LUKYMUM · 26/10/2013 19:31

How long have you had au pair? I know it's no consolation but my son has been the same. In our situation I backed the au pair up 100%. I think if you have future au pair try to find someone who may be a trained teacher or had experience with kids. I give my au pair pep talks, remind her it's not personal. I've implemented tick chart and trying to make time to give him more love and attention. I've never been so embarrassed in my life so I can definitely relate to your dilemma.

Lonecatwithkitten · 27/10/2013 10:50

When my DD at 5 started this with our new AP I went for the draconian approach. There were big penalties for being rude, disrespectful and disobedient to AP. These included not being able to attend activities etc. I had a firm conversation with DD right of the start explaining exactly what was unacceptable and that it was a zero tolerance policy.
This knocked it on the head in about 2 weeks and DD is now nearly 10 and has never tried this behaviour with anyone else. She grew to love the AP who she still has contact with now.

sagalsmith · 28/10/2013 11:53

Thanks for that. I'm sadly on the look out for another au pair now- as you said- hugely embarrassed by my dd's behaviour but its so out of character, I'm not sure how to handle it.
Having had some time to reflect, au pair is not a very happy person and an extreme introvert. Only been here 2 months but haven't really bothered to see the sights etc so maybe dd is catching onto something. We were just so glad we got someone so disciplined (way better than us) but there was this sense of joylessness.
Will be looking for someone much older this time- that was good advice on ex-teachers etc. Old ad literally asked for a happy, playful person. Will ask for more this time.

OP posts:
Lonecatwithkitten · 28/10/2013 12:33

Perhaps checking out Granny au pair I haven't used them yet, but have heard good things.

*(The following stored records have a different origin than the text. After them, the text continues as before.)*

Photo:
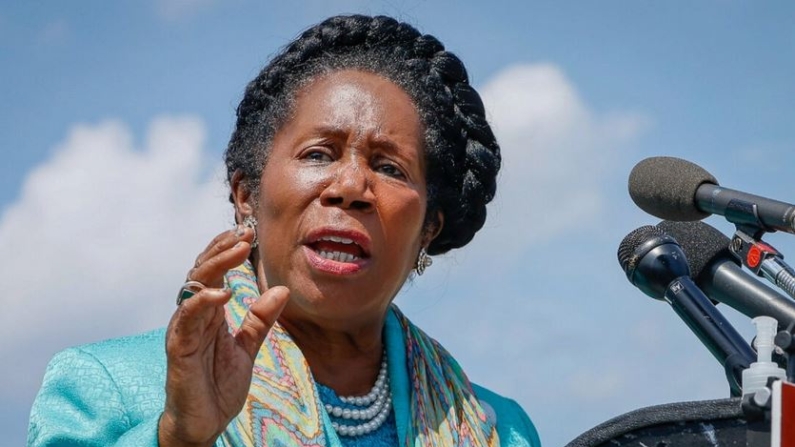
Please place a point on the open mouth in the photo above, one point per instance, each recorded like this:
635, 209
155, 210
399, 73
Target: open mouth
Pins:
337, 248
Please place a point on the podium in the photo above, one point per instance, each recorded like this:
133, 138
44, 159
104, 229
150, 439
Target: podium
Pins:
709, 423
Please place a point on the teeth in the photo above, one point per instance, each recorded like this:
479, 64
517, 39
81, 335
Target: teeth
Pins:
338, 256
341, 240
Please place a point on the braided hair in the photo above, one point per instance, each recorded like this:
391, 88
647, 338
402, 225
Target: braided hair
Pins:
461, 153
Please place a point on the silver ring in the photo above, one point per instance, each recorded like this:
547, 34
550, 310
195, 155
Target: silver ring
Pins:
189, 289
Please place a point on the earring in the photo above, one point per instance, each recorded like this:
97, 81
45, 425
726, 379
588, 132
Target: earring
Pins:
251, 222
423, 261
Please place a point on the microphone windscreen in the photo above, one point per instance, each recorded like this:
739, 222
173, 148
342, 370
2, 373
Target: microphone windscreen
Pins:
666, 187
628, 253
701, 243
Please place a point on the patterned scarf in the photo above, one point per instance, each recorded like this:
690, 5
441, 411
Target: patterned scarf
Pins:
283, 407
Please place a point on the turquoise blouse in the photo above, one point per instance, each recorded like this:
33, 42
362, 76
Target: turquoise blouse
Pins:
112, 393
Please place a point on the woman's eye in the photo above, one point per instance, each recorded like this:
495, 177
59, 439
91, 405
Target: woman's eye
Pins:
317, 155
391, 170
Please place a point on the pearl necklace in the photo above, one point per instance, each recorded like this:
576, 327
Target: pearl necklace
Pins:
377, 403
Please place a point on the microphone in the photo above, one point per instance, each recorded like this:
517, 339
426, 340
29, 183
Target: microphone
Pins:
655, 263
717, 272
675, 189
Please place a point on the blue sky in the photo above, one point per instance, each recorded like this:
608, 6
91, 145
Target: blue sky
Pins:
115, 116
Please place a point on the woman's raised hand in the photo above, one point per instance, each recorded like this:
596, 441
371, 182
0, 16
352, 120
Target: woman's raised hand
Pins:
209, 368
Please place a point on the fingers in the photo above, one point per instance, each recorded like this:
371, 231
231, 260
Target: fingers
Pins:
227, 250
196, 321
260, 318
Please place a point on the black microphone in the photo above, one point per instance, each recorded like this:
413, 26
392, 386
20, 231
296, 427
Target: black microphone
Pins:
675, 189
654, 262
718, 273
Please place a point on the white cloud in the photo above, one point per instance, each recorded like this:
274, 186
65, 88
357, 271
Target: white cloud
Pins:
101, 237
556, 155
178, 9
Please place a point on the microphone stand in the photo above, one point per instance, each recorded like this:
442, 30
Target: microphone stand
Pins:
786, 341
762, 259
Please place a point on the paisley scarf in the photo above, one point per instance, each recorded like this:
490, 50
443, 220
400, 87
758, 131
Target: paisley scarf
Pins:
283, 407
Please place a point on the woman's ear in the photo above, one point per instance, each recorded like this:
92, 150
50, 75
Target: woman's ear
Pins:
241, 196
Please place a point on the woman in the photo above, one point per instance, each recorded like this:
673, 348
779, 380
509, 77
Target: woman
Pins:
359, 151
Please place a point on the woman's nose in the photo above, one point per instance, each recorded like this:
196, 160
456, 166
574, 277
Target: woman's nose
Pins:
350, 187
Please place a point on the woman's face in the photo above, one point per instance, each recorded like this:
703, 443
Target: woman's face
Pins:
342, 198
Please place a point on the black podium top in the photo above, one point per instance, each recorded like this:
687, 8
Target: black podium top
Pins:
709, 423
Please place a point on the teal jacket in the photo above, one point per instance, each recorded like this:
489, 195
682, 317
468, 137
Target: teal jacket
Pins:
112, 393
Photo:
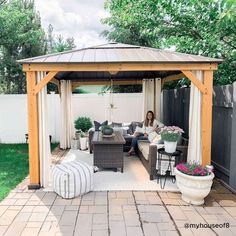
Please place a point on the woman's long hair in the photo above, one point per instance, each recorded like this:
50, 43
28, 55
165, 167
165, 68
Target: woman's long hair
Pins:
146, 123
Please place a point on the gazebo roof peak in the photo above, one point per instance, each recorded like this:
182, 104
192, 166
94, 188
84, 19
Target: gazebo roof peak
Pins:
118, 53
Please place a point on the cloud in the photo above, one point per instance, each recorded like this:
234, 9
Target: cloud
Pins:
74, 18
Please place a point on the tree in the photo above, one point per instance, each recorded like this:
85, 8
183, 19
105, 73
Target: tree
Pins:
57, 43
206, 27
21, 36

LUKYMUM · 28/10/2013 19:08

I can understand if your au pair was not that much fun. My au pair is great but sometimes she was so robotic. So I spelled it out for her. Don't just ask him to do things in a bossy way, make it fun. Tickle him, compete with him to get him changed quickly. Also don't bark orders at him, say please, Thankyou , excuse me to him.

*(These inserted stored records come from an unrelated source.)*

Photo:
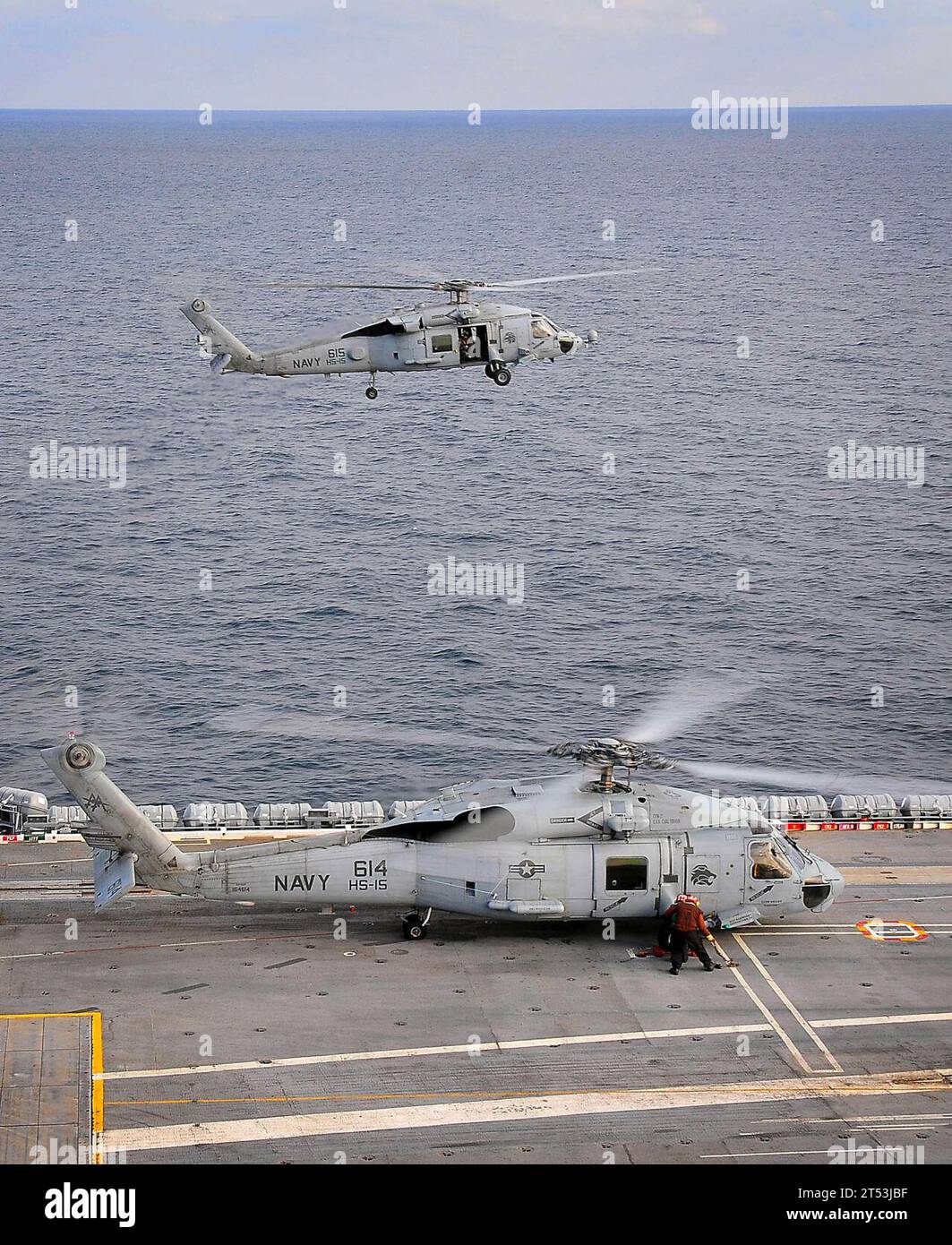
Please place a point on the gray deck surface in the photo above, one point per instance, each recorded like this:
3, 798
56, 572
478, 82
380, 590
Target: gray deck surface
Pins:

Maybe look for someone who has also worked in kids camps over holidays. Someone who likes creative activities, so even when little one wants to be a brat, they can't help themselves but join in. My son was also out of character, so I was besides myself. Touch wood it's subsided for the last week. Maybe with yours it was blessing in disguise if she wasn't much fun. Good luck hope it goes smoothly for you.